Saturday night at the Mateel, it's the first in a series called Concerts for the Cubs, shows leading up to a planned big outdoor concert to raise funds for South Fork High School, which like all schools at this point is strapped for cash. They'll have music by the South Fork School Band and local outfit Angels Cut, then conscious hip hop by Wisdom and homegrown reggae by the ubiquitous Ishi Dube. Come early for a BBQ dinner and bring extra money for the raffle and silent auction. If nobody wants to pay taxes to support education, this, sadly, seems to be what we're left with.

Back-to-back shows at the Riverwood Inn this week: Thursday it's Chief Greenbud, an itinerant songwriter from Tennessee whose dope-themed repertoire, with songs such as, "It's 4:20 Somewhere," "Smoke As Much As You Like" and "A Friend With Weed," just might find an audience in SoHum. Friday night the Ave-o-Giants inn brings back The New Iberians, a Portland band named for a Louisiana Gulf coast town, playing Cajun-style zydeco and blues. Hot stuff.

Portland electropop band Starfucker, aka Strfckr, is on a Cali tour that will take them to the Outside Lands Music and Arts Festival in San Francisco's Golden Gate Park next weekend to play alongside Phish, Arcade Fire, MGMT and too many other hot bands du jour to list here. But first they play a show on Monday, Aug. 9, at the way out of the way Mattole Valley Community Center in Petrolia. Why? Well, Petrolia resident Sean McFarland knows Shawn Glassford, the bass player in the band. When he saw the proverbial Portland south gap in the band's schedule he suggested a Humboldt show -- the Petrolia gig was the result. McFarland's band, Me vs.
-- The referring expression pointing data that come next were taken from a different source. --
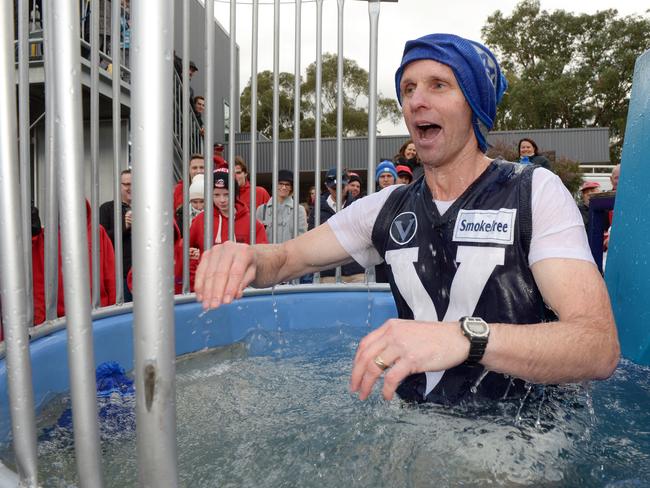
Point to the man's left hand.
(406, 347)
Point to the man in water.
(488, 260)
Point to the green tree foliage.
(265, 105)
(565, 69)
(355, 102)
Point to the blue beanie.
(476, 69)
(385, 167)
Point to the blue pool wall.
(627, 272)
(195, 331)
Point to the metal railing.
(157, 133)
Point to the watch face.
(476, 327)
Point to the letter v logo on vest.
(493, 226)
(403, 228)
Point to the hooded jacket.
(242, 227)
(178, 265)
(106, 271)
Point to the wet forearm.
(553, 352)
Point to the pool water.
(275, 411)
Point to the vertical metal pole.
(339, 118)
(25, 164)
(253, 161)
(74, 240)
(339, 107)
(117, 153)
(51, 191)
(276, 117)
(319, 78)
(231, 128)
(296, 119)
(186, 146)
(373, 11)
(153, 277)
(208, 138)
(94, 150)
(12, 278)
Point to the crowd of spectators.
(404, 168)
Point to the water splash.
(529, 387)
(505, 395)
(474, 387)
(538, 422)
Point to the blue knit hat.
(476, 69)
(385, 167)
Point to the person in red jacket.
(221, 197)
(106, 271)
(241, 175)
(197, 165)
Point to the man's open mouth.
(428, 131)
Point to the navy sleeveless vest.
(470, 261)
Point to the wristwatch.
(477, 332)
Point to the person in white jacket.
(285, 208)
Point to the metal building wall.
(221, 61)
(589, 146)
(586, 145)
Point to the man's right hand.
(224, 272)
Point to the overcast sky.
(398, 22)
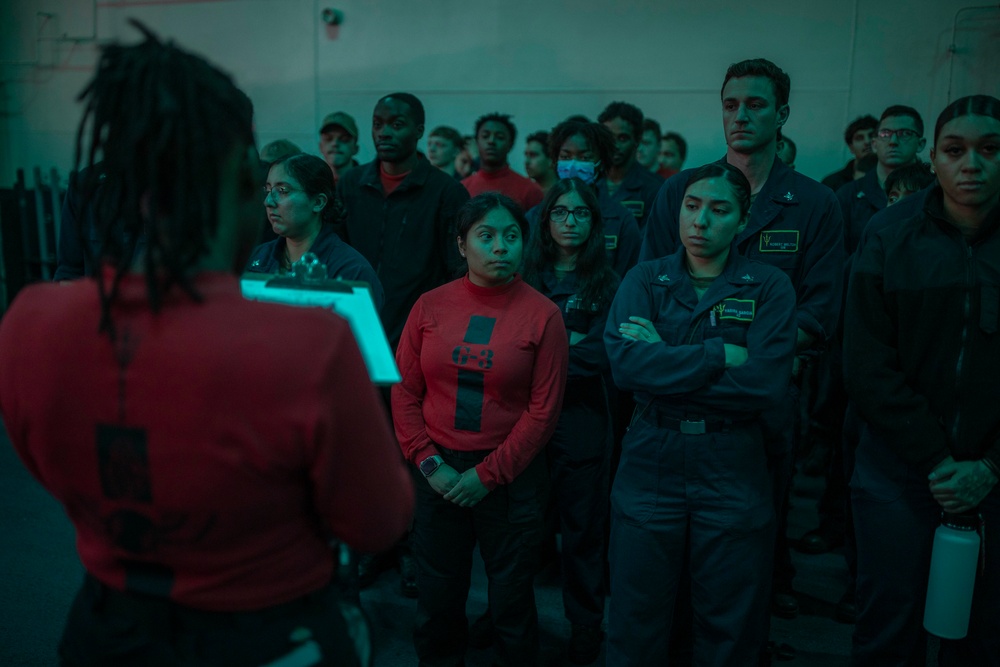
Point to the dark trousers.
(108, 628)
(508, 525)
(707, 496)
(579, 455)
(895, 517)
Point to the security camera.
(332, 16)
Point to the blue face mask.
(585, 171)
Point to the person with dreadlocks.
(204, 480)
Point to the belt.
(152, 611)
(693, 424)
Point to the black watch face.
(428, 466)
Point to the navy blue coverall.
(795, 225)
(636, 192)
(622, 238)
(693, 475)
(579, 453)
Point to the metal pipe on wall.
(953, 49)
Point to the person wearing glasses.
(705, 337)
(566, 262)
(922, 364)
(302, 207)
(585, 150)
(899, 139)
(483, 363)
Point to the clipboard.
(308, 286)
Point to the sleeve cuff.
(487, 479)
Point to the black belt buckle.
(693, 427)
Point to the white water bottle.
(954, 561)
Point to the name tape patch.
(780, 240)
(740, 310)
(636, 208)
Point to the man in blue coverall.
(626, 181)
(795, 225)
(899, 139)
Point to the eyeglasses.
(580, 214)
(901, 135)
(279, 192)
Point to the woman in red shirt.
(483, 361)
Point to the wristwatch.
(430, 465)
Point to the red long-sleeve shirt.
(483, 369)
(211, 453)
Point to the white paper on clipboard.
(355, 305)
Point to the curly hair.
(158, 123)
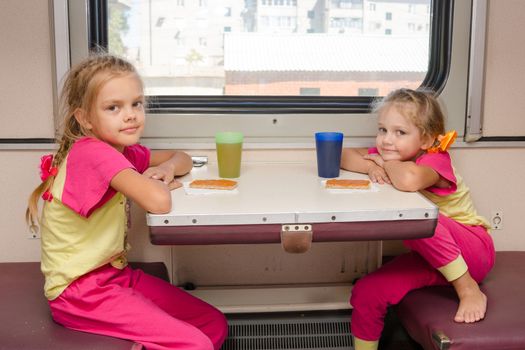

You, will open (showtime, early: 8 p.m.).

The somewhat unexpected closure of the Eureka Alibi sent shock waves through the U-freak-a indie scene, leading one musician, who had been booking shows at the now-shuttered club, to wonder on Facebook, "What are we going to do? Send every band to the Little Red Lion?"

That's where you'll find Toronto's Greys Tuesday night, on tour behind a new(ish) EP, Ultra Sorta, playing some sort of neo-grunge/stoner-rock hybrid their under-assistant West Coast promotion man describes simply as "very, very loud rock music."